Download Microsoft Security Compliance Toolkit 1.0 from Official Microsoft Download Center
Windows Components\Internet Explorer\Internet Control Panel\Advanced Page
Turn off encryption support
Enabled: Use TLS 1.1 and TLS 1.2
Generally, I believe TLS 1.1 should no longer be used, and that using "TLS 1.2 and TLS 1.3" would be better from a security standpoint.
2 Replies
This particular setting in the Windows 11 24H2 baseline often causes confusion because it doesn’t enable TLS 1.1 — it only controls what appears in the Internet Options UI for legacy components.

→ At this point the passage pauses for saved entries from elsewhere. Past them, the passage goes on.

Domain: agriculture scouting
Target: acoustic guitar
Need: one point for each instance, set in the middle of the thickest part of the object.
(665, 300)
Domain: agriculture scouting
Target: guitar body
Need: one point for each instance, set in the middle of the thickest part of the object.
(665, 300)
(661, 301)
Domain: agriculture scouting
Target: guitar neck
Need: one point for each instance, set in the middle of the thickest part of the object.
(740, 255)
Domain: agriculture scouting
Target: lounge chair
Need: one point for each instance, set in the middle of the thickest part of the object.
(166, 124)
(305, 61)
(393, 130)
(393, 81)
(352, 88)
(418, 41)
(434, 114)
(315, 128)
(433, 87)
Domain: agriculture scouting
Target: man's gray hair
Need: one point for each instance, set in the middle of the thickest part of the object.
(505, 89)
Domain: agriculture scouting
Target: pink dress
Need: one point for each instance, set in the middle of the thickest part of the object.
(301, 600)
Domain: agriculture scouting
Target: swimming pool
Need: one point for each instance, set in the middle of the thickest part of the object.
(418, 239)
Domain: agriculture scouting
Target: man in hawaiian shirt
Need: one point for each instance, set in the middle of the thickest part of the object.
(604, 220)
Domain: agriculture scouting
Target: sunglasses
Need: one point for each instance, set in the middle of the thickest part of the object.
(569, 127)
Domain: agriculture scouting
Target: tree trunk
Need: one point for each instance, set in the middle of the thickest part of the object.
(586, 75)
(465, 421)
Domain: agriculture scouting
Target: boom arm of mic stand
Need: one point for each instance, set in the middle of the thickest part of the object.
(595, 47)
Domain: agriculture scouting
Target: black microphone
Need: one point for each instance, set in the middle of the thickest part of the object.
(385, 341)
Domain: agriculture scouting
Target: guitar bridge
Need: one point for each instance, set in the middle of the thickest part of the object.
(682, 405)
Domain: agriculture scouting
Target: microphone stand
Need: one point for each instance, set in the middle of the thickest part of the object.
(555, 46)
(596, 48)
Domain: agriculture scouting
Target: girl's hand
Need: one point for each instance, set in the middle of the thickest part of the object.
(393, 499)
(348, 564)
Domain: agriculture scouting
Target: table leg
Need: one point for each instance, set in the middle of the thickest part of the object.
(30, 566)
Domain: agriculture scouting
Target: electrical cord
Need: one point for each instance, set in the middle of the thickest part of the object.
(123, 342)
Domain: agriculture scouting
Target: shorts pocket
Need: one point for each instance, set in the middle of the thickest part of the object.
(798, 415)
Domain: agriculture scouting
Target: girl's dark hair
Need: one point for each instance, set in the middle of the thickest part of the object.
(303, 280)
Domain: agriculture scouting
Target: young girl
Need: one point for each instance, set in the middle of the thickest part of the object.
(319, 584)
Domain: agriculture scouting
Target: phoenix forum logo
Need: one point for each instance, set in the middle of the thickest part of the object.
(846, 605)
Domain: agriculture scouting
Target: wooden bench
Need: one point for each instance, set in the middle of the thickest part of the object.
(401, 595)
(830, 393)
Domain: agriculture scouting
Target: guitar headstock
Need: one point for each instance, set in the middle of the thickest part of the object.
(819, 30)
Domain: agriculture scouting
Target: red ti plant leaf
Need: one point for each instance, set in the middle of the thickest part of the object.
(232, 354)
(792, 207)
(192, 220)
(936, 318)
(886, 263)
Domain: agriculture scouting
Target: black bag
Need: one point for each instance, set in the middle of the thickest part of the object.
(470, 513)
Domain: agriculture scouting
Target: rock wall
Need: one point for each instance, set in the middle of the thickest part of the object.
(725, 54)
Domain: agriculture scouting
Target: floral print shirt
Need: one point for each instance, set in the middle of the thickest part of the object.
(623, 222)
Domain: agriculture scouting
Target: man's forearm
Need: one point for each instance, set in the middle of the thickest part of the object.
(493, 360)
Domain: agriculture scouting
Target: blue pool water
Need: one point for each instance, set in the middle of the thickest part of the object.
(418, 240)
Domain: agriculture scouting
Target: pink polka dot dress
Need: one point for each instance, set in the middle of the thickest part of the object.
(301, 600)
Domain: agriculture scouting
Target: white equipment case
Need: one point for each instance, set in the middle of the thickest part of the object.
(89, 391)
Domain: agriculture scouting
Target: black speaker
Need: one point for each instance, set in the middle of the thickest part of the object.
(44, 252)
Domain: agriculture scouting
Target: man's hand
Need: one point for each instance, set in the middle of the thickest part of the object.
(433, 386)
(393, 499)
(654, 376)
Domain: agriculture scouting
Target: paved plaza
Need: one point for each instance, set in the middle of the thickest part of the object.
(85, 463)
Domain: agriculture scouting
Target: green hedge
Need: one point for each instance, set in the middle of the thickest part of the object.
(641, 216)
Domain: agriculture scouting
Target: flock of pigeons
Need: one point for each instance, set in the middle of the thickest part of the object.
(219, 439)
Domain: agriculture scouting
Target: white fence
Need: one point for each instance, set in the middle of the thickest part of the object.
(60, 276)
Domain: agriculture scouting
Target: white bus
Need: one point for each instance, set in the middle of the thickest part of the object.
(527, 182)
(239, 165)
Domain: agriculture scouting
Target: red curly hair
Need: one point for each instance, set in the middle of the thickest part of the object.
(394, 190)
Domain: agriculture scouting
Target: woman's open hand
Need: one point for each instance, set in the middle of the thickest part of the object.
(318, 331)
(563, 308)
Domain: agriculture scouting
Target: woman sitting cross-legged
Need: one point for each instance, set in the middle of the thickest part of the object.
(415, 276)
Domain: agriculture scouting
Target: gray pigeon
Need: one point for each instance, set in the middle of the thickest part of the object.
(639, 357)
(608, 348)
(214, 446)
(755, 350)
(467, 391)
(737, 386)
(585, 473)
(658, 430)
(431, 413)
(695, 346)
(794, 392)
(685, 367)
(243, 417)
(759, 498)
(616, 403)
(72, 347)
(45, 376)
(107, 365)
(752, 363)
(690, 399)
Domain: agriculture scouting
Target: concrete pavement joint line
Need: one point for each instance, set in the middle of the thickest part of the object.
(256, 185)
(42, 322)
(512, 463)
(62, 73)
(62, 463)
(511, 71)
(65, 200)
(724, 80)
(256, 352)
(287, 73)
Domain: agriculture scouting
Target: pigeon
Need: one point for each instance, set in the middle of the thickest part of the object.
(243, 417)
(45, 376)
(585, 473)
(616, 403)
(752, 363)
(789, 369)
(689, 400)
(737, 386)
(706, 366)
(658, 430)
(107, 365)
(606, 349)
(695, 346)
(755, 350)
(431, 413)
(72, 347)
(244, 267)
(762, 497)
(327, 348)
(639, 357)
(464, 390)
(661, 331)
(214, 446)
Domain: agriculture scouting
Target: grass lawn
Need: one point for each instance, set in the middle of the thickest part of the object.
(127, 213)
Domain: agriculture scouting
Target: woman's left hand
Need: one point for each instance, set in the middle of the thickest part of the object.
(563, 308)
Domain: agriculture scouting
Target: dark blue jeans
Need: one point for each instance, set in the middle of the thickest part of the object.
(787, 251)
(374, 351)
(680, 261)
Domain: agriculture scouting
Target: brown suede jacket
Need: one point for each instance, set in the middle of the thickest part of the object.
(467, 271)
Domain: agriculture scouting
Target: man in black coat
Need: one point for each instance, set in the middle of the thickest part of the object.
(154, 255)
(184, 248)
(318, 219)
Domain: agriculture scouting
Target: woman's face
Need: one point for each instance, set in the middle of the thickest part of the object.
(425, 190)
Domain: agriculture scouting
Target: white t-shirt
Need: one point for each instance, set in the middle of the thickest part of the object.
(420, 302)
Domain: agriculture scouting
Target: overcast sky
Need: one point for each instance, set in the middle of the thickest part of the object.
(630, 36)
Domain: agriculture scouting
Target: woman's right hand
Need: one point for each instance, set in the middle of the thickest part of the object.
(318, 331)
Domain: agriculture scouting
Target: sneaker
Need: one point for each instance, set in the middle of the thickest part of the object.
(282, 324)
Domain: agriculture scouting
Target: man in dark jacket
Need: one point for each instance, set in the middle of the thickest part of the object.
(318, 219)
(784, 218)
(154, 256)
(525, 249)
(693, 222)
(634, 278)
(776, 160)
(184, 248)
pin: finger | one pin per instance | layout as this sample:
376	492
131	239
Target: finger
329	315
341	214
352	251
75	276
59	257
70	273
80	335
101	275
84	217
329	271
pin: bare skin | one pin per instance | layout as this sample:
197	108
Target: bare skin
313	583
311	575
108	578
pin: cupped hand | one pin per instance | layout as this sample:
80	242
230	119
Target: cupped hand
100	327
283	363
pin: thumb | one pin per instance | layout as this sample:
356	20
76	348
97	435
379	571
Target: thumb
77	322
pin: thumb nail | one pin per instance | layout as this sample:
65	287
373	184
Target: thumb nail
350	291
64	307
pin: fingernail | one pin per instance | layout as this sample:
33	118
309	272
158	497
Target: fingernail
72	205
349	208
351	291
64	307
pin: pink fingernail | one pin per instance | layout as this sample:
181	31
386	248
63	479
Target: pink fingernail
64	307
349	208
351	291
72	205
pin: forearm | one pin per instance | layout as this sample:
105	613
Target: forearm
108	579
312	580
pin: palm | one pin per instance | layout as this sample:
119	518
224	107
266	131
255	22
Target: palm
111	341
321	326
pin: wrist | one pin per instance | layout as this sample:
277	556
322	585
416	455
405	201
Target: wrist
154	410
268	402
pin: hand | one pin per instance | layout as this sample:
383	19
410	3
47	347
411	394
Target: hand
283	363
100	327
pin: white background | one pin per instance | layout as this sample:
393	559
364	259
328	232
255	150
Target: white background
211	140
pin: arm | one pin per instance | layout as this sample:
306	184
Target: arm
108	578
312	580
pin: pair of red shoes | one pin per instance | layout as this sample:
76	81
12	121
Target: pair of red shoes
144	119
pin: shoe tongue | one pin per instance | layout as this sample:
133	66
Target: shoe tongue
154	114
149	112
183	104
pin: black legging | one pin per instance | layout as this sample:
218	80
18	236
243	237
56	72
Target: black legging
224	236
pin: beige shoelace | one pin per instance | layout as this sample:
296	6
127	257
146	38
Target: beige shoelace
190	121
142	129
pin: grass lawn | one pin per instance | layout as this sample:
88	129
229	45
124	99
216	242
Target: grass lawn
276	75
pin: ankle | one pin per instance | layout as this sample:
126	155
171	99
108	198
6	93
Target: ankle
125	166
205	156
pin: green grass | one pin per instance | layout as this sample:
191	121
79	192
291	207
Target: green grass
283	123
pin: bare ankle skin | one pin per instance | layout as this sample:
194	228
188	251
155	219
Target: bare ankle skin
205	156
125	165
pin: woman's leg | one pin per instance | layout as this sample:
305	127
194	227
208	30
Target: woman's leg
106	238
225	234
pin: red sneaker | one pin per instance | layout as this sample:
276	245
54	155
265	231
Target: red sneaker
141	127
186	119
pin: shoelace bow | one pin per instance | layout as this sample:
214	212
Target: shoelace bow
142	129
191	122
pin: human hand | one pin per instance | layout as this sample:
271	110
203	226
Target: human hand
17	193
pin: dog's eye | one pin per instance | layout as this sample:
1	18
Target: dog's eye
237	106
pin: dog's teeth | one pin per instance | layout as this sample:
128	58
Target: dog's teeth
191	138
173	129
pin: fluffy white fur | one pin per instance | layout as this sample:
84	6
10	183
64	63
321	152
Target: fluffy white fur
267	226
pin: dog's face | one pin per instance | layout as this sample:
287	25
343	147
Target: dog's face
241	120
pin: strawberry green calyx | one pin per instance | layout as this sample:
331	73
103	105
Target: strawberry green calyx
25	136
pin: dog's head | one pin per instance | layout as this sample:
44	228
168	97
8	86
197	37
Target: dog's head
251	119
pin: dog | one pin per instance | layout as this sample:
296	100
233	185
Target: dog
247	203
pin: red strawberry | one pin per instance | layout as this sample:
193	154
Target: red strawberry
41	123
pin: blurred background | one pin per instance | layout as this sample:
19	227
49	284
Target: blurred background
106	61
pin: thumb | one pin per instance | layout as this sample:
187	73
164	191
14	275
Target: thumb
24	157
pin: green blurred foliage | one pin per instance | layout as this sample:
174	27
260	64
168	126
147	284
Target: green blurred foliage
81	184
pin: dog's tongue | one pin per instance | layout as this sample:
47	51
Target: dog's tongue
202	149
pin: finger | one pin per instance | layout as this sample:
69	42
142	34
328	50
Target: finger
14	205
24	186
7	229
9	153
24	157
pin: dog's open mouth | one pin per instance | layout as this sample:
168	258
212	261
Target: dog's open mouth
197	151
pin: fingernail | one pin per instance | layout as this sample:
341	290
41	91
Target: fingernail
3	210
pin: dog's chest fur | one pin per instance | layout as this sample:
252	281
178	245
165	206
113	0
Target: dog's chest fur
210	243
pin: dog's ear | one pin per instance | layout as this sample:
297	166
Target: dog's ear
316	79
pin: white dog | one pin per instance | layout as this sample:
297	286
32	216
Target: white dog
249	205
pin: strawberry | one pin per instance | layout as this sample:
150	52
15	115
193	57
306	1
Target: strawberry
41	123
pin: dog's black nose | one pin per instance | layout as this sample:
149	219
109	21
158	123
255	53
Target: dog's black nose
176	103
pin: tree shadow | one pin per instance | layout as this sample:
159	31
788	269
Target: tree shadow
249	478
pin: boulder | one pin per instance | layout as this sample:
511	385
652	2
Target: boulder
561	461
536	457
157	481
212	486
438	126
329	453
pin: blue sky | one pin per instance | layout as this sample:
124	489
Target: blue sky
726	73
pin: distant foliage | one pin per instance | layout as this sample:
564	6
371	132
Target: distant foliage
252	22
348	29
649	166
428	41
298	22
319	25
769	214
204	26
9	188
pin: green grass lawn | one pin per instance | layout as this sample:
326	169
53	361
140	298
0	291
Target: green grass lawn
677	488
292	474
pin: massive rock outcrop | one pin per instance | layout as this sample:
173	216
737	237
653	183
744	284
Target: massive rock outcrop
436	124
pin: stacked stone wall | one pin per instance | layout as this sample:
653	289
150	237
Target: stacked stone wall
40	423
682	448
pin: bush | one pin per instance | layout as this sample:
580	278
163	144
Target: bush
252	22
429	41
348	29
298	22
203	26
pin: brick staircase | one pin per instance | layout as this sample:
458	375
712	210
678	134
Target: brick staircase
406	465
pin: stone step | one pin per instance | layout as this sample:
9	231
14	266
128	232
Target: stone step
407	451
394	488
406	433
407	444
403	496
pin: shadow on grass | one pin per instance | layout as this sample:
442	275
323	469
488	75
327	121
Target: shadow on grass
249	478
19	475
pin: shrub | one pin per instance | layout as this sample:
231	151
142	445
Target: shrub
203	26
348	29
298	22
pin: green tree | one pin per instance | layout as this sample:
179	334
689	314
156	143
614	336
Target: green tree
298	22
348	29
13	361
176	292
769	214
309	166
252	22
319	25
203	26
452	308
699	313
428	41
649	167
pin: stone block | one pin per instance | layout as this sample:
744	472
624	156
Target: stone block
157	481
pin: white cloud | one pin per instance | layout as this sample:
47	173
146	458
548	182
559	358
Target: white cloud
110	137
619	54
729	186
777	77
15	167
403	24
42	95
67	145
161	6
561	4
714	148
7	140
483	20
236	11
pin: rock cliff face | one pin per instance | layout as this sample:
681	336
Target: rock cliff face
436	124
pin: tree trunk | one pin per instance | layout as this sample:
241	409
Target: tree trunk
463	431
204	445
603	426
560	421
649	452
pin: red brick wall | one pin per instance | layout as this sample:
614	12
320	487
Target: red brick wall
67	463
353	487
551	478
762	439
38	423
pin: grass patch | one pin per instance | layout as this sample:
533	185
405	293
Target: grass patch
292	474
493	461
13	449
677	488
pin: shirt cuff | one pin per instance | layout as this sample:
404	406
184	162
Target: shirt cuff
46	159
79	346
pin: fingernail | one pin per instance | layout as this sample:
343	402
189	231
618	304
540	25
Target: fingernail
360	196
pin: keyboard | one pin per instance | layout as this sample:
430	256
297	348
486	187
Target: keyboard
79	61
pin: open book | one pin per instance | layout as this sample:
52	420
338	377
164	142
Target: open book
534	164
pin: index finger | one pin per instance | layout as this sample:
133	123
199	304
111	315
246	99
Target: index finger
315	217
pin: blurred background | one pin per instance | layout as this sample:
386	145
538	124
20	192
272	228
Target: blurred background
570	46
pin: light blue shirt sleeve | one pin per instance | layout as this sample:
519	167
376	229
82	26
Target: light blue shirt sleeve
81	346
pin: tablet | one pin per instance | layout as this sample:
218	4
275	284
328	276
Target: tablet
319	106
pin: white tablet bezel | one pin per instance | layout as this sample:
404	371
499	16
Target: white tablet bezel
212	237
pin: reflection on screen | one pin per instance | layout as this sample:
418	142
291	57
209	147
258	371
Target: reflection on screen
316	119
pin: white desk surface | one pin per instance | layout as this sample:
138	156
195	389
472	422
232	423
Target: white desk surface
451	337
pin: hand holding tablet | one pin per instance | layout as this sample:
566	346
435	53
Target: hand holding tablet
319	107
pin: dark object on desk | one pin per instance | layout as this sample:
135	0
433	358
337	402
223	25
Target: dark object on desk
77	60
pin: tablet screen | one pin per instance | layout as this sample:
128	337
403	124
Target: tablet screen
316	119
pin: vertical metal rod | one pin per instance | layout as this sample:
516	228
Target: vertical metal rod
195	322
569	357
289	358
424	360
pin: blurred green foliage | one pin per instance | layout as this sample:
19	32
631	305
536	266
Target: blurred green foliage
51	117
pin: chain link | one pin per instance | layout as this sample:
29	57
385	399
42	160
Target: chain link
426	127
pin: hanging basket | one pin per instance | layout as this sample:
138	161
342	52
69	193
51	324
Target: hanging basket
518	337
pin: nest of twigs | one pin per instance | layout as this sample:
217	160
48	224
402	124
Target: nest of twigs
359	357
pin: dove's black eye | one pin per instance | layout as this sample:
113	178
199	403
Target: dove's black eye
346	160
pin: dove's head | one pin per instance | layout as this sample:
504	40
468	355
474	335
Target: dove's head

Even though the baseline says “Use TLS 1.1 and TLS 1.2”, modern Windows versions already disable TLS 1.0/1.1 by default at the OS level for Schannel-based apps.
The Group Policy item simply aligns IE/legacy UI settings so that older applications relying on those dialogs don’t break during audits or compliance scans.Microsoft’s recommended protocol set remains TLS 1.2 and TLS 1.3 for all modern workloads.
TLS 1.1 is not being re-enabled — the baseline entry is a compatibility UI requirement, not a security rollback.- JalixioCopper Contributor
Hello Kayoda23,
Regarding the Windows 11 24H2 security baseline item:
The setting “Enabled: Use TLS 1.1 and TLS 1.2” does not mean that TLS 1.1 is recommended. This reflects what is already included in configuration options, mainly to avoid breaking existing systems or production environments, since some legacy applications may still require TLS 1.1 like SQL server 2012, 2014 and 2016.
From a modern security perspective, the recommendation is to use TLS 1.2 or higher (ideally TLS 1.3) and disable TLS 1.1 wherever possible.
In short, TLS 1.1 is included for compatibility reasons, not as a best-practice recommendation.